- 民事訴訟法ー19.複数請求訴訟
- 1.請求の複数
- 請求の複数
- Sec.1
1請求の複数
■請求の複数
(1) 複数請求訴訟の意義
複数請求訴訟とは、同一当事者間において、複数の請求が同一手続内で審判される訴訟をいう。
(2) 複数請求訴訟の機能
例えば、原告が被告に対し、貸金返還請求と売掛金返還請求を同時に請求し解決することができれば当事者にとっても便利であるし、裁判所としても審理の重複や裁判の矛盾を避けることができる。また、請求訴訟が認められることによって、原告がある請求につき訴えを提起して、訴訟の進展を見ながらこれに関連する新たな請求をこの手続において追加したり、逆に被告の方から原告の請求に関連する訴えを提起したりして、紛争を一挙に解決することも可能となる。
(3) 請求の併合の発生
(4) 請求の併合の要件(一般的要件)
① 併合の要件の必要性
請求の併合が認められれば、審判の重複と矛盾判断を回避し、複数の紛争を一挙に解決できるというメリットがあるが、審理が複雑化して訴訟遅延を招く可能性もある。そこで民事訴訟法は併合の要件を定めている。ただ、併合の要件はさほど厳格ではない。

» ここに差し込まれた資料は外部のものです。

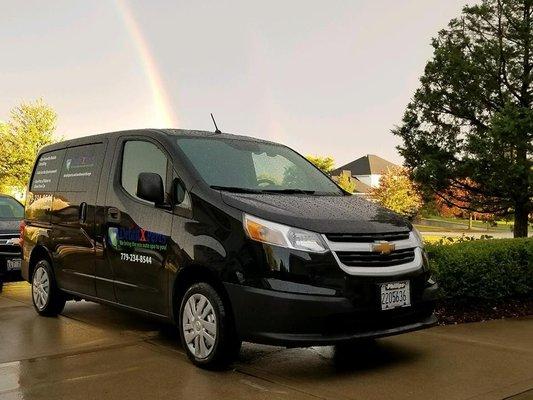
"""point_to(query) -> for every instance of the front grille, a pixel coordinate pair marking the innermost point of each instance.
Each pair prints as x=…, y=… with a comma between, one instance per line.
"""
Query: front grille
x=369, y=259
x=367, y=237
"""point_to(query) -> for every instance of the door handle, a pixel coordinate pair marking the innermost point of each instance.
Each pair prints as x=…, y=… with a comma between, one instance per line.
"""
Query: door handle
x=83, y=212
x=113, y=214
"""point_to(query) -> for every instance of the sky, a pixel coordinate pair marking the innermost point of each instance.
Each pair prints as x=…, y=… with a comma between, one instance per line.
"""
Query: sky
x=323, y=77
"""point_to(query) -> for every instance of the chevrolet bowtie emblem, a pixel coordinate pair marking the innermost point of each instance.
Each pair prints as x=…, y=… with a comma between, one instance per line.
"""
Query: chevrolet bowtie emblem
x=383, y=247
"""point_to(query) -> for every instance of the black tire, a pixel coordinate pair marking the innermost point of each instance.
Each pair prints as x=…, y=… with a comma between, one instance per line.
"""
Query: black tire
x=226, y=342
x=55, y=301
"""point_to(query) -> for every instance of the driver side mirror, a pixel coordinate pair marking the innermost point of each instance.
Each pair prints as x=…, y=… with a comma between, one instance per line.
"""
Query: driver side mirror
x=150, y=188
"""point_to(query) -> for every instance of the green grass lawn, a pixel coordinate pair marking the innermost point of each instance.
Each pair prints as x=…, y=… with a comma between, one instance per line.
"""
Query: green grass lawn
x=501, y=225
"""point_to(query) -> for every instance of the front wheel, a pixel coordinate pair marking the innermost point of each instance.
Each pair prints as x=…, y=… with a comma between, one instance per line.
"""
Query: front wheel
x=206, y=329
x=47, y=298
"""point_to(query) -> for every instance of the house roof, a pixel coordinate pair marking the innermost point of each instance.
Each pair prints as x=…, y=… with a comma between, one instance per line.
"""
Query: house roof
x=366, y=165
x=361, y=187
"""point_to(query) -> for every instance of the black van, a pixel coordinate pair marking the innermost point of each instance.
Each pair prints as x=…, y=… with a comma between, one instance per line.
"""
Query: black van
x=229, y=237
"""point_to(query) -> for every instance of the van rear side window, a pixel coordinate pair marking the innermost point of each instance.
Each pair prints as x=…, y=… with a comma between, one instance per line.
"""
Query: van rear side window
x=46, y=173
x=80, y=168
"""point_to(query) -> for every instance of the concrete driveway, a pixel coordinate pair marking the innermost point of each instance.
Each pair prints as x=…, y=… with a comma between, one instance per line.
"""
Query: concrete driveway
x=96, y=352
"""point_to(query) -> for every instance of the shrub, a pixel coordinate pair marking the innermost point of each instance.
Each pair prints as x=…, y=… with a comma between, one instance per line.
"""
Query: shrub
x=483, y=269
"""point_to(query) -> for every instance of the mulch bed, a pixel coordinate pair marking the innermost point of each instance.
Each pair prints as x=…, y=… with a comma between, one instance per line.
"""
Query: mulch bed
x=451, y=312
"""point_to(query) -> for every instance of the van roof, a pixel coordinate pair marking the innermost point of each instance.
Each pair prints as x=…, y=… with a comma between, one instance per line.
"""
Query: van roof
x=168, y=132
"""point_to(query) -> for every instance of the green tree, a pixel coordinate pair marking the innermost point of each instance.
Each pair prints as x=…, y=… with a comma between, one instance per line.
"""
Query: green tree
x=326, y=164
x=346, y=181
x=397, y=192
x=30, y=127
x=469, y=126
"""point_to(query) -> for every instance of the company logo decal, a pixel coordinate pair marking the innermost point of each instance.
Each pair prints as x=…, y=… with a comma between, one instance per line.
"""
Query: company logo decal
x=136, y=237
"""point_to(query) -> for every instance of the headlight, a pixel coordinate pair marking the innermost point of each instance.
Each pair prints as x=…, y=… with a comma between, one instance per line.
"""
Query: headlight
x=418, y=237
x=281, y=235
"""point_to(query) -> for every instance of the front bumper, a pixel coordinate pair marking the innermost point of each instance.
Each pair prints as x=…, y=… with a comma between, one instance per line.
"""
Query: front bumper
x=295, y=319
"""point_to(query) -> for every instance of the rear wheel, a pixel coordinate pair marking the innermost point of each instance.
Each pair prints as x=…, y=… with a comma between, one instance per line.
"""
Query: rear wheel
x=47, y=298
x=206, y=329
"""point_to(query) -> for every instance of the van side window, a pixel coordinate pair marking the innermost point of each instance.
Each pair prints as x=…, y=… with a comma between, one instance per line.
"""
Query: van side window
x=141, y=156
x=81, y=168
x=46, y=175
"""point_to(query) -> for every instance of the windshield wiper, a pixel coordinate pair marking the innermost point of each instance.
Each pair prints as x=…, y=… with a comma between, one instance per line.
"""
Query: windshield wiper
x=235, y=189
x=289, y=191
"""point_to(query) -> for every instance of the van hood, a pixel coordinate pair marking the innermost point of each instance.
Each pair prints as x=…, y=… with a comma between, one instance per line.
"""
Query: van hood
x=9, y=226
x=322, y=214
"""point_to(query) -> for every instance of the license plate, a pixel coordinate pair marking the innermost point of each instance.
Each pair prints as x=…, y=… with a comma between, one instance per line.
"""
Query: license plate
x=395, y=294
x=13, y=265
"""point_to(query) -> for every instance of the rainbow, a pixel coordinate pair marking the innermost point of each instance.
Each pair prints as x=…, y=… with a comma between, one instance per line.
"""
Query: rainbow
x=163, y=113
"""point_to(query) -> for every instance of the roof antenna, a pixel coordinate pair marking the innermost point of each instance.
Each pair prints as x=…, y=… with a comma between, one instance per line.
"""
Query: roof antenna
x=215, y=122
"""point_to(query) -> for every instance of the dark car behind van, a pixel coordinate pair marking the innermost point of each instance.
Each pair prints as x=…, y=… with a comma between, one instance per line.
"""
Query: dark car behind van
x=229, y=237
x=11, y=214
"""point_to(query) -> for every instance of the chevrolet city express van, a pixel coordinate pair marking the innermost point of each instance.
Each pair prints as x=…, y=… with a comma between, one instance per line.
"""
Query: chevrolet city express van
x=229, y=237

請求の併合により審理が複雑化するようなことがあれば、裁判所は、弁論の分離・制限し、また一部判決などにより対応することができるからである。
② 請求の併合の要件
a) 各請求が同種の訴訟手続で審判されるものであること(民訴法136条)
民事訴訟事件と人事訴訟事件、行政訴訟事件とはそれぞれ手続が異なり、弁論主義の採否など基本原理が異なるため併合できない。例えば、離婚請求訴訟と家屋の明渡請求訴訟は併合できない。前者が人事訴訟で後者が民事訴訟だからである。
b) 法律上特に併合が禁止されていないこと
同種の訴訟手続でも特に併合が禁止されていれば併合できない。
c) 各請求について受訴裁判所が管轄権を有すること
ただし、1つの請求につき管轄があれば、他の請求についても民訴法7条の関連裁判籍が認められるため、本来管轄のない請求も併合することができる。したがってこの要件で併合が許されないのは併合される請求が他の裁判所の専属管轄に属する場合である。